No idea what happened and MSFT support couldn't tell me what was happening because at more than $100/day burn rate on a hobby project I started deleting everything connected with the effort as fast as possible.

All I know is my AKS wasn't exploding. Services were still responsive and acting normally in their minuscule cluster, this was just a logging cost explosion.

Also billing alerts are your friend.

malkia · on Oct 2, 2022

That might be okay, say you enable all for 10 - 20 seconds, such that all traces are sampled, logs logged, etc, and then it ramps down.

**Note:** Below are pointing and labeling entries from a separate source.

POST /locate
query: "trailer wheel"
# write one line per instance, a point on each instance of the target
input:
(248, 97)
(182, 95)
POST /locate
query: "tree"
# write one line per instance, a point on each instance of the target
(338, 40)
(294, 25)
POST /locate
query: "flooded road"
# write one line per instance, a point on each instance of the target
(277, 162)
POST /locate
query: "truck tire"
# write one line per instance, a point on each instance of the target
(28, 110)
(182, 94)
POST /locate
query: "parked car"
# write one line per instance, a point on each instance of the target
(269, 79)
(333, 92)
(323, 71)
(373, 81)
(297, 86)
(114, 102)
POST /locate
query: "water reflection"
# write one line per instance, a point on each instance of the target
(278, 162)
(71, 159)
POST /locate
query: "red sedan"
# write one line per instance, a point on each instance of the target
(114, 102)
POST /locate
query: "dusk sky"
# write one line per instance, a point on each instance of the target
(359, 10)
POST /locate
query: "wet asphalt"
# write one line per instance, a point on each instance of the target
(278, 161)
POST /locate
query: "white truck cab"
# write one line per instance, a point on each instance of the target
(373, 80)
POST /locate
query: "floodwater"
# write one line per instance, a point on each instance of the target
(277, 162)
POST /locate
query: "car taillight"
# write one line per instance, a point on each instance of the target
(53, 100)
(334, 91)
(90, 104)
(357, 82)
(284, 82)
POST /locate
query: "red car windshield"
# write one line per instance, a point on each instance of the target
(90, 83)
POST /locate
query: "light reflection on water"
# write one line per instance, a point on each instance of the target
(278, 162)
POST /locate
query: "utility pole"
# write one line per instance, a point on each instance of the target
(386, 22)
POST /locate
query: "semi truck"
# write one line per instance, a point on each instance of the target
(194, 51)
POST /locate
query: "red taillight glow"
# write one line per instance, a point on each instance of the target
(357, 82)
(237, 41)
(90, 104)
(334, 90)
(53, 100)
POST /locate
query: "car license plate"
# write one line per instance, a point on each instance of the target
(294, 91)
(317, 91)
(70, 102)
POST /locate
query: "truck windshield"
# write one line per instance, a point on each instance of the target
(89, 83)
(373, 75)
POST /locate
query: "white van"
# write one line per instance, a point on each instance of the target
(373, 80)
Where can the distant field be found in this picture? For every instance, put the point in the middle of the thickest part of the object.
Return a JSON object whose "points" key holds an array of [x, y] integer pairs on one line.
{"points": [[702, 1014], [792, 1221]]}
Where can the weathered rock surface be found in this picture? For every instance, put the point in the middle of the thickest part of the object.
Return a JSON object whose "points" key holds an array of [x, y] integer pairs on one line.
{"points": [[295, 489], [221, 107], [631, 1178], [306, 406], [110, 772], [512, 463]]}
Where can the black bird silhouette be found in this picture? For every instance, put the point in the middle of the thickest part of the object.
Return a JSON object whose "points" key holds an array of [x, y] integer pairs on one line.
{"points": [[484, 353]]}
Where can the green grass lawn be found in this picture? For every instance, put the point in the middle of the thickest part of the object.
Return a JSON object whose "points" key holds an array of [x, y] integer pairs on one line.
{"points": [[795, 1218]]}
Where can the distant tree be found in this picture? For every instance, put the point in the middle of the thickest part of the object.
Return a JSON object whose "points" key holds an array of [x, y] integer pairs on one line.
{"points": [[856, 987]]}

sandermvanvliet · on Oct 2, 2022

Yeah got burned by that once. Fortunately I had billing alerts in place so we found it quick…

pranay01 · on Oct 2, 2022

This is the default monitoring which comes with AKS setup right?

josephcooney · on Oct 3, 2022

I'm not sure....I don't think it was turned on by default for AKS. I can do some digging if you want.

danielodievich · on Oct 2, 2022

Absolutely. Two of my customers over last two years (a hypergrowth startup and a crypto marketplace) both had 20+MM/year DataDog bills, comparable in magnitude to both their AWS spend (both were built on AWS) and Snowflake spend (which was my area of focus). DataDog's wonderful yet it is pricey and that's why they have that beautiful target on them from all kinds of vendors.

pranay01 · on Oct 2, 2022

Very interesting! I never thought DataDog would be close to AWS spend

Were these also on AWS Lambda or something else (EKS?)

danielodievich · on Oct 2, 2022

Both had everything you can possibly get from AWS and then more. I didn't interact with Datadog much except for once loading 4PB of archived DD data into Snowflake to search through it to satisfy govt records request. That was an illuminating project, Datadog can't handle that, but Snowflake sure could.